Ronald's great, great grandmother, Maria Lock, was a Boorooberrongal woman and daughter of Yarramundi, 'Chief of the Richmond Tribes', from the eastern floodplain of the Hawkesbury River. 

Maria married [her second husband] Robert Lock, an illiterate, convict carpenter who had been assigned to work on the construction of the new Native Institution buildings at Black Town (Blacktown) in 1823. The marriage was the first officially sanctioned union between a convict and an Aboriginal woman, and Robert was assigned to her. Maria was well educated and through her husband, was granted over 100 acres of land. This land was later divided between their nine surviving children and stayed with their descendants until 1920. 

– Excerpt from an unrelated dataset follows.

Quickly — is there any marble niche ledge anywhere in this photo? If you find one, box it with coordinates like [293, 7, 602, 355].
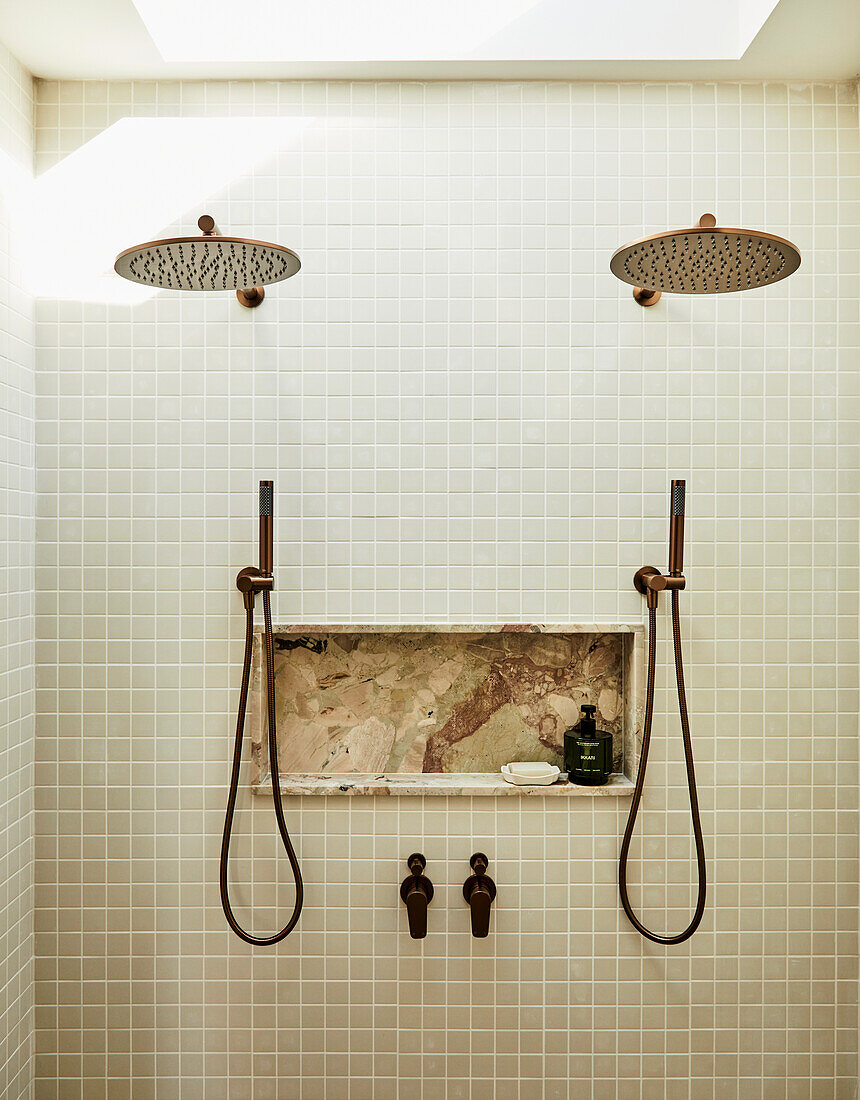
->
[247, 623, 644, 799]
[253, 772, 633, 799]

Little is known of Ronald's childhood other than he grew up locally in Western Sydney. He enlisted in the Royal Australian Navy on 31 March 1941, aged 21.

After a short period of training, Able Seaman Smith served on HMAS Canberra in the Pacific Ocean. On 9 August 1942 during the Battle of Savo Island, Canberra came under heavy Japanese attack while supporting US Marines near Savo Island in the Pacific. As the lead ship, Canberra received the full force of the barrage. The ship was hit 24 times in less than two minutes, and 84 of her crew, including the captain, were killed

Ronald was one of the lucky ones; he survived the attack, and returned to Australia to serve on an anti-submarine base on Bribie Island, Queensland.

In 1943, Ronald married his sweetheart, Gladys Jean Cole, in Dulwich Hill, Sydney. 

In November 1944, Able Seaman Smith was transferred to HMAS Nizam. With this ship, he served in the Indian and Pacific Oceans, and was part of the fleet that steamed into Tokyo Bay, Japan, at the end of the war.

Able Seaman Smith was transferred to HMAS Ruchcutter in December 1945, and discharged on 11 January 1946.

Ronald Ernest Smith died in Berry, NSW on 28 April 2016. 

Image: Studio portrait of S5337 Able Seaman Ronald Ernest Smith who served during the Second World War on HMAS Canberra, RAN Station No. 4, HMAS Nizam and HMAS Rushcutter for the Royal Australian Navy (RAN), c.2016.